Regardless of the details, the influence of the Tunguska event is still felt. Research papers on the subject continue to be published.

Today, astronomers also peer into the skies with powerful telescopes to look for signs that rocks with the potential to cause a similar event are heading our way, and to assess the risk that they pose.

    When a Tunguska type event happens again, the overwhelming probability is that it will happen nowhere near human population

In 2013 in Chelyabinsk, Russia, a relatively small meteor around 62ft (19m) wide created visible disruption. This surprised researchers like Collins. His models had predicted it would not cause as much damage as it did.

"What's challenging is that this process of the asteroid disrupting in the atmosphere, decelerating, evaporating and transferring its energy to the air, is a very complicated process. We would like to understand it more, to better predict consequences of these events in future."

Chelyabinsk-sized meteors were previously believed to occur roughly every 100 years, while Tunguska-sized events had been predicted to occur once a millennium. This figure has since been revised. Chelyabinsk-sized meteors could be happening 10 times more frequently, says Collins, while Tunguska style impacts could occur as often as once every 100-200 years.

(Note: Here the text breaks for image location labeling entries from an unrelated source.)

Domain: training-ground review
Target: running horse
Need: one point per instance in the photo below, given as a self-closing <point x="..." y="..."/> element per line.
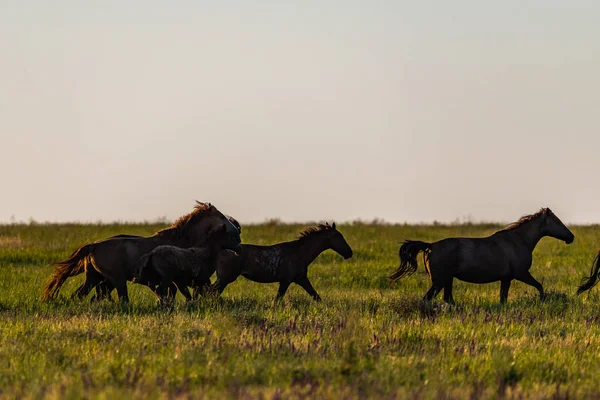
<point x="503" y="256"/>
<point x="114" y="261"/>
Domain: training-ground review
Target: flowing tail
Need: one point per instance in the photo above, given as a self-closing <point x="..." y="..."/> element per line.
<point x="588" y="283"/>
<point x="408" y="258"/>
<point x="72" y="266"/>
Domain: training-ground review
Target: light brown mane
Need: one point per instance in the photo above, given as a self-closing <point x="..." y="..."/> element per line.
<point x="180" y="226"/>
<point x="314" y="230"/>
<point x="527" y="218"/>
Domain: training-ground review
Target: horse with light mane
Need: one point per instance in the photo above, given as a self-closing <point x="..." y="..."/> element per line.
<point x="184" y="267"/>
<point x="115" y="260"/>
<point x="503" y="256"/>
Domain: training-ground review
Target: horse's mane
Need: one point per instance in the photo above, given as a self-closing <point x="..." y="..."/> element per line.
<point x="314" y="230"/>
<point x="527" y="218"/>
<point x="179" y="227"/>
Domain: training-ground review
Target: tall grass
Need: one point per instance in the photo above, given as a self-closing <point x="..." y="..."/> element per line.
<point x="366" y="339"/>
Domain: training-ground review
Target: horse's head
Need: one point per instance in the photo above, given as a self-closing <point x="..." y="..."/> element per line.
<point x="337" y="242"/>
<point x="552" y="226"/>
<point x="208" y="219"/>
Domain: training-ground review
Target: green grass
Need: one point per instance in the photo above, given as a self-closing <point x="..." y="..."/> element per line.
<point x="366" y="339"/>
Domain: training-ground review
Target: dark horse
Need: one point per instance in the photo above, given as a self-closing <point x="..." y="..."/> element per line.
<point x="115" y="260"/>
<point x="285" y="263"/>
<point x="504" y="256"/>
<point x="152" y="278"/>
<point x="184" y="267"/>
<point x="592" y="280"/>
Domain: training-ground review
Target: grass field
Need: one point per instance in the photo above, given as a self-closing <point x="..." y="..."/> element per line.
<point x="365" y="339"/>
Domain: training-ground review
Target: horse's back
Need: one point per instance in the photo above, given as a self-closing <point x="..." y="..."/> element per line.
<point x="476" y="260"/>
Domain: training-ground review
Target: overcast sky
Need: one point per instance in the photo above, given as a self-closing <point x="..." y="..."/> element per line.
<point x="338" y="110"/>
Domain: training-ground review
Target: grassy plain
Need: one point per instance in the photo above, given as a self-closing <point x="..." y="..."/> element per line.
<point x="367" y="339"/>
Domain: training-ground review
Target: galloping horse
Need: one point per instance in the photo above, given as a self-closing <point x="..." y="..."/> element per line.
<point x="285" y="263"/>
<point x="184" y="267"/>
<point x="116" y="259"/>
<point x="504" y="256"/>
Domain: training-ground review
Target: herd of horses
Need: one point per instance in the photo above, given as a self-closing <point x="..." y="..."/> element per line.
<point x="187" y="254"/>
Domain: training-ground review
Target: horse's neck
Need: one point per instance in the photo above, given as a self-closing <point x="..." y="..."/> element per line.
<point x="171" y="240"/>
<point x="531" y="233"/>
<point x="310" y="248"/>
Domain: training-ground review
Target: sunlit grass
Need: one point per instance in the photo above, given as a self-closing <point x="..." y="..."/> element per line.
<point x="366" y="339"/>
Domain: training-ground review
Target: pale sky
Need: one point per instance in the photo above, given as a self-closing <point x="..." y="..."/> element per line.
<point x="318" y="110"/>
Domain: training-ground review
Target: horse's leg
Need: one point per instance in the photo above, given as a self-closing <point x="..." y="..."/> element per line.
<point x="448" y="292"/>
<point x="432" y="292"/>
<point x="121" y="286"/>
<point x="526" y="277"/>
<point x="306" y="285"/>
<point x="92" y="278"/>
<point x="172" y="291"/>
<point x="504" y="286"/>
<point x="283" y="286"/>
<point x="103" y="291"/>
<point x="184" y="290"/>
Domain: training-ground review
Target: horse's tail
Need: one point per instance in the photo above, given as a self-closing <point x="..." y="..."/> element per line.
<point x="72" y="266"/>
<point x="408" y="258"/>
<point x="588" y="283"/>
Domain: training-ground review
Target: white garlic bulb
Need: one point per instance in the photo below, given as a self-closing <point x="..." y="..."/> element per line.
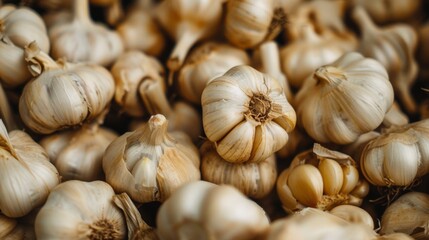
<point x="203" y="210"/>
<point x="344" y="99"/>
<point x="27" y="176"/>
<point x="62" y="95"/>
<point x="247" y="115"/>
<point x="81" y="210"/>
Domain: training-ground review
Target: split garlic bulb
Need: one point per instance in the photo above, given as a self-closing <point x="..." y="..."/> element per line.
<point x="80" y="210"/>
<point x="398" y="156"/>
<point x="247" y="22"/>
<point x="408" y="214"/>
<point x="81" y="40"/>
<point x="149" y="163"/>
<point x="62" y="95"/>
<point x="394" y="47"/>
<point x="320" y="178"/>
<point x="77" y="154"/>
<point x="203" y="210"/>
<point x="22" y="26"/>
<point x="247" y="115"/>
<point x="204" y="63"/>
<point x="188" y="22"/>
<point x="130" y="71"/>
<point x="255" y="180"/>
<point x="344" y="99"/>
<point x="27" y="176"/>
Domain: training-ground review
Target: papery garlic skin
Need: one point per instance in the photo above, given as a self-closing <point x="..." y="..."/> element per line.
<point x="247" y="115"/>
<point x="344" y="99"/>
<point x="203" y="210"/>
<point x="27" y="176"/>
<point x="80" y="210"/>
<point x="149" y="163"/>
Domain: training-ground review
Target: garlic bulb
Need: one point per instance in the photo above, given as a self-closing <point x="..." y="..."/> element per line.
<point x="26" y="174"/>
<point x="320" y="178"/>
<point x="22" y="26"/>
<point x="247" y="115"/>
<point x="149" y="164"/>
<point x="62" y="95"/>
<point x="344" y="99"/>
<point x="408" y="214"/>
<point x="255" y="180"/>
<point x="247" y="22"/>
<point x="204" y="63"/>
<point x="203" y="210"/>
<point x="77" y="154"/>
<point x="80" y="210"/>
<point x="394" y="47"/>
<point x="188" y="22"/>
<point x="398" y="156"/>
<point x="130" y="70"/>
<point x="81" y="40"/>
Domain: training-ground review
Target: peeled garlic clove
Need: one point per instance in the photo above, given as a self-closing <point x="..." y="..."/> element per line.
<point x="80" y="210"/>
<point x="26" y="173"/>
<point x="243" y="111"/>
<point x="197" y="211"/>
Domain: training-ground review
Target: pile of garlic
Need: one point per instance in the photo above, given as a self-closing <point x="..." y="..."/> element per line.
<point x="214" y="119"/>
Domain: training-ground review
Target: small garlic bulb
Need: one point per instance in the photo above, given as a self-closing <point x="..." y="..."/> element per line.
<point x="80" y="210"/>
<point x="398" y="156"/>
<point x="81" y="40"/>
<point x="149" y="163"/>
<point x="247" y="115"/>
<point x="203" y="210"/>
<point x="255" y="180"/>
<point x="77" y="154"/>
<point x="247" y="22"/>
<point x="22" y="26"/>
<point x="27" y="176"/>
<point x="62" y="95"/>
<point x="344" y="99"/>
<point x="320" y="178"/>
<point x="130" y="70"/>
<point x="408" y="214"/>
<point x="204" y="63"/>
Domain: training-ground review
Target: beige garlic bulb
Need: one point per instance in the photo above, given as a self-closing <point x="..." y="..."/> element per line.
<point x="344" y="99"/>
<point x="247" y="22"/>
<point x="255" y="180"/>
<point x="203" y="210"/>
<point x="394" y="47"/>
<point x="187" y="22"/>
<point x="149" y="163"/>
<point x="62" y="95"/>
<point x="82" y="40"/>
<point x="247" y="115"/>
<point x="408" y="214"/>
<point x="204" y="63"/>
<point x="22" y="26"/>
<point x="320" y="178"/>
<point x="77" y="154"/>
<point x="130" y="71"/>
<point x="397" y="157"/>
<point x="27" y="176"/>
<point x="80" y="210"/>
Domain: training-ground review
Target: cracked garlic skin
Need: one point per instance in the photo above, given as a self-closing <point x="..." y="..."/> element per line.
<point x="81" y="210"/>
<point x="203" y="210"/>
<point x="27" y="176"/>
<point x="320" y="178"/>
<point x="246" y="114"/>
<point x="62" y="95"/>
<point x="399" y="156"/>
<point x="344" y="99"/>
<point x="150" y="163"/>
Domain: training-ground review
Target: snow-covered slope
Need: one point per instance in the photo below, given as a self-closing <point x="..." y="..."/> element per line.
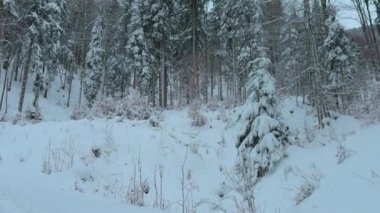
<point x="51" y="166"/>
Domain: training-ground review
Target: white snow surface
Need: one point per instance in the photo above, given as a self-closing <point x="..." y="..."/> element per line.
<point x="80" y="182"/>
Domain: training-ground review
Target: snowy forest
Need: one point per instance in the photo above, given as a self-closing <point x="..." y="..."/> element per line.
<point x="241" y="91"/>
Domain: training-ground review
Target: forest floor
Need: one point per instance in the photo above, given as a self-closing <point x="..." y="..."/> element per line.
<point x="115" y="165"/>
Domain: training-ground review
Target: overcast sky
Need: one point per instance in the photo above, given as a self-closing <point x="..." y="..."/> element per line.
<point x="347" y="14"/>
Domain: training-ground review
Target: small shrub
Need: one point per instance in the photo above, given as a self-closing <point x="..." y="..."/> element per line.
<point x="310" y="182"/>
<point x="79" y="113"/>
<point x="197" y="119"/>
<point x="342" y="153"/>
<point x="33" y="113"/>
<point x="96" y="151"/>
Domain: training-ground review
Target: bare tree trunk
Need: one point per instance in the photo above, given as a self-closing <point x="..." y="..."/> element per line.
<point x="163" y="77"/>
<point x="15" y="68"/>
<point x="5" y="83"/>
<point x="25" y="77"/>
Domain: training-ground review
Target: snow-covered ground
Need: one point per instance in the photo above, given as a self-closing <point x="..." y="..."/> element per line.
<point x="51" y="166"/>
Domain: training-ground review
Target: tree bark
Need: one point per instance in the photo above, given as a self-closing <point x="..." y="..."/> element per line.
<point x="25" y="77"/>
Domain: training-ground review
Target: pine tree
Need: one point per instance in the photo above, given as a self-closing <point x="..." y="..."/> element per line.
<point x="261" y="141"/>
<point x="94" y="63"/>
<point x="340" y="62"/>
<point x="289" y="77"/>
<point x="138" y="55"/>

Unfortunately, we are and will remain defenceless against similar events, says Kvasnytsya. If another explosion like the Tunguska event took place above a populated city, it would cause thousands if not millions of casualties, depending where it hit.

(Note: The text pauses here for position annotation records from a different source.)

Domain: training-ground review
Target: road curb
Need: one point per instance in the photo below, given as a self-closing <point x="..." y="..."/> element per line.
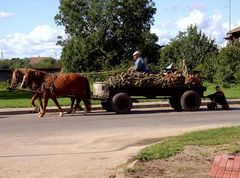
<point x="16" y="111"/>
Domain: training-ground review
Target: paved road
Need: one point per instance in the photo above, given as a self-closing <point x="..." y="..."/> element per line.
<point x="94" y="145"/>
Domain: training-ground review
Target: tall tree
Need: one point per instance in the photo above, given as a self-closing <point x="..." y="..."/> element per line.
<point x="192" y="45"/>
<point x="104" y="33"/>
<point x="228" y="65"/>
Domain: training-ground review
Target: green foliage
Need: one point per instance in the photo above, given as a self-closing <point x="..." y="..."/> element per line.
<point x="171" y="147"/>
<point x="104" y="34"/>
<point x="228" y="65"/>
<point x="14" y="63"/>
<point x="46" y="63"/>
<point x="193" y="46"/>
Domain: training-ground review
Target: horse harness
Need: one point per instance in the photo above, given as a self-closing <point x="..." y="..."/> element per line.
<point x="52" y="87"/>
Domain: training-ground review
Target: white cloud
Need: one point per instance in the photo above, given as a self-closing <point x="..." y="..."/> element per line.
<point x="213" y="25"/>
<point x="41" y="41"/>
<point x="195" y="17"/>
<point x="6" y="15"/>
<point x="197" y="6"/>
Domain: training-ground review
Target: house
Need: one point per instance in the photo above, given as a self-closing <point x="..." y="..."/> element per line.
<point x="233" y="36"/>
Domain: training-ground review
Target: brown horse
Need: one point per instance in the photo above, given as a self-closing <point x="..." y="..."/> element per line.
<point x="17" y="77"/>
<point x="52" y="86"/>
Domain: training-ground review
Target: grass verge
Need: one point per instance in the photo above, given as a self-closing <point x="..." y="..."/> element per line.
<point x="211" y="137"/>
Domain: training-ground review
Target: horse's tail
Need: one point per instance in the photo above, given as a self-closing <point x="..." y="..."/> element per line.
<point x="87" y="101"/>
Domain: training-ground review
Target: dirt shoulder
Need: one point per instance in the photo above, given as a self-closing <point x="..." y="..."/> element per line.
<point x="194" y="161"/>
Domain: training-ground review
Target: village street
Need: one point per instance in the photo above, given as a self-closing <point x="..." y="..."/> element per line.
<point x="95" y="145"/>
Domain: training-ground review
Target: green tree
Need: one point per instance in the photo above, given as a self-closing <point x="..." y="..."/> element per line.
<point x="104" y="33"/>
<point x="193" y="46"/>
<point x="46" y="63"/>
<point x="228" y="66"/>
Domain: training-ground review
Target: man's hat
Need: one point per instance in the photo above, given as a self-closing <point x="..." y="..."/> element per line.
<point x="136" y="53"/>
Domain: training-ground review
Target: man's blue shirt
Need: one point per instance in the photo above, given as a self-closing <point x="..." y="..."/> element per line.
<point x="140" y="65"/>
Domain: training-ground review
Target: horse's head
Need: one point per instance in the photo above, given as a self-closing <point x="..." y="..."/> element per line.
<point x="17" y="77"/>
<point x="27" y="79"/>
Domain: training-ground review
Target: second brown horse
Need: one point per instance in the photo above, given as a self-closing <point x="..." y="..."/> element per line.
<point x="52" y="86"/>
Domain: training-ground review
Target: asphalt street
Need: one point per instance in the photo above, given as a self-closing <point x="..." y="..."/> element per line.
<point x="95" y="145"/>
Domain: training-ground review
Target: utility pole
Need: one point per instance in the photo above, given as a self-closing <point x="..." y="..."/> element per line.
<point x="2" y="55"/>
<point x="55" y="55"/>
<point x="230" y="18"/>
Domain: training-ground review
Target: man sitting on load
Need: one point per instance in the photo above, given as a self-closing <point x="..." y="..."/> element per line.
<point x="140" y="64"/>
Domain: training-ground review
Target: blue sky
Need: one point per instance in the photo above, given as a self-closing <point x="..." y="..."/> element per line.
<point x="27" y="27"/>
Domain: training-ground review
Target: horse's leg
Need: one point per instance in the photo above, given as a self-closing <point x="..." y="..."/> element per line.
<point x="34" y="97"/>
<point x="87" y="104"/>
<point x="46" y="98"/>
<point x="72" y="103"/>
<point x="40" y="100"/>
<point x="57" y="104"/>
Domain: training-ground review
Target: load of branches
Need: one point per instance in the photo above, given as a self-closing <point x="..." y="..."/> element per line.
<point x="133" y="78"/>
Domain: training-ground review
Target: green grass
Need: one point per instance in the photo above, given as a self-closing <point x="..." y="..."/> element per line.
<point x="211" y="137"/>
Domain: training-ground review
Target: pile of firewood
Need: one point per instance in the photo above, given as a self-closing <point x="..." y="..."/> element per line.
<point x="193" y="80"/>
<point x="161" y="79"/>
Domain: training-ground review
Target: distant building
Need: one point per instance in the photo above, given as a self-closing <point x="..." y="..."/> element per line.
<point x="233" y="36"/>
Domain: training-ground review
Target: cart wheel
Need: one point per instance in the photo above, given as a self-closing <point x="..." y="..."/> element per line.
<point x="211" y="106"/>
<point x="106" y="105"/>
<point x="121" y="103"/>
<point x="225" y="106"/>
<point x="175" y="103"/>
<point x="190" y="100"/>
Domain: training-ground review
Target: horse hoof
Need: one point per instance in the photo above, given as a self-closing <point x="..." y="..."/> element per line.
<point x="61" y="114"/>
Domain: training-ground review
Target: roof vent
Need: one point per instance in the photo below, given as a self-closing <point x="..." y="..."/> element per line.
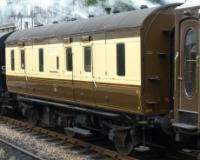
<point x="90" y="16"/>
<point x="108" y="10"/>
<point x="116" y="11"/>
<point x="55" y="22"/>
<point x="143" y="6"/>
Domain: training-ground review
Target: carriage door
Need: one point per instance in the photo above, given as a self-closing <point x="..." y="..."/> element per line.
<point x="189" y="72"/>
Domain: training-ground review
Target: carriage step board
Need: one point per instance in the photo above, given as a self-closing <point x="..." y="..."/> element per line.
<point x="79" y="131"/>
<point x="185" y="126"/>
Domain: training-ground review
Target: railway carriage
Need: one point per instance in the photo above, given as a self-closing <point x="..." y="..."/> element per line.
<point x="186" y="90"/>
<point x="110" y="74"/>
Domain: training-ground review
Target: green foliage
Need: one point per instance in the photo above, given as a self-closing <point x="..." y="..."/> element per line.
<point x="156" y="1"/>
<point x="90" y="2"/>
<point x="4" y="156"/>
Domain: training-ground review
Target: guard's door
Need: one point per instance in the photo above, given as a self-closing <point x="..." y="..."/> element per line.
<point x="189" y="70"/>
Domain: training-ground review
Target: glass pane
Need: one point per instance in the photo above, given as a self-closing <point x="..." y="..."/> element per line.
<point x="190" y="53"/>
<point x="69" y="59"/>
<point x="41" y="60"/>
<point x="87" y="59"/>
<point x="12" y="60"/>
<point x="121" y="59"/>
<point x="22" y="59"/>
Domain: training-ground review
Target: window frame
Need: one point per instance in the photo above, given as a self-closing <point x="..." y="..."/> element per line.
<point x="69" y="59"/>
<point x="41" y="60"/>
<point x="12" y="58"/>
<point x="23" y="59"/>
<point x="119" y="61"/>
<point x="86" y="69"/>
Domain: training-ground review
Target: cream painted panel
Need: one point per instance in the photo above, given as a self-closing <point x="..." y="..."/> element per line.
<point x="63" y="62"/>
<point x="77" y="61"/>
<point x="87" y="76"/>
<point x="99" y="61"/>
<point x="104" y="61"/>
<point x="133" y="61"/>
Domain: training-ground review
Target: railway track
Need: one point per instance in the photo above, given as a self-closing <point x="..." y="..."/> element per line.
<point x="19" y="149"/>
<point x="86" y="146"/>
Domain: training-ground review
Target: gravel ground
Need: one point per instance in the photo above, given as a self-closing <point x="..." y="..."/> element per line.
<point x="41" y="147"/>
<point x="12" y="154"/>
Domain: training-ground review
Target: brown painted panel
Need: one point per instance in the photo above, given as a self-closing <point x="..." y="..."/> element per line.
<point x="114" y="97"/>
<point x="187" y="103"/>
<point x="83" y="92"/>
<point x="124" y="97"/>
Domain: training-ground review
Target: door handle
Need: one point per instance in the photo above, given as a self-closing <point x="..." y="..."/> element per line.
<point x="95" y="84"/>
<point x="175" y="70"/>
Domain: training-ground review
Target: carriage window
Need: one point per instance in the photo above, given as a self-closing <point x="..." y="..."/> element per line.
<point x="12" y="60"/>
<point x="190" y="53"/>
<point x="22" y="59"/>
<point x="69" y="59"/>
<point x="57" y="62"/>
<point x="121" y="59"/>
<point x="87" y="59"/>
<point x="41" y="60"/>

But it is not all bad news. The probability of that happening is extremely small, says Collins, especially given the huge surface area of Earth that is covered in water. "When a Tunguska-type event happens again, the overwhelming probability is that it will happen nowhere near human population."

We may never find out whether the Tunguska event was caused by a meteor or comet, but in a way that does not matter. Either could have resulted in the intense cosmic disruption, which we are still talking about over a century later.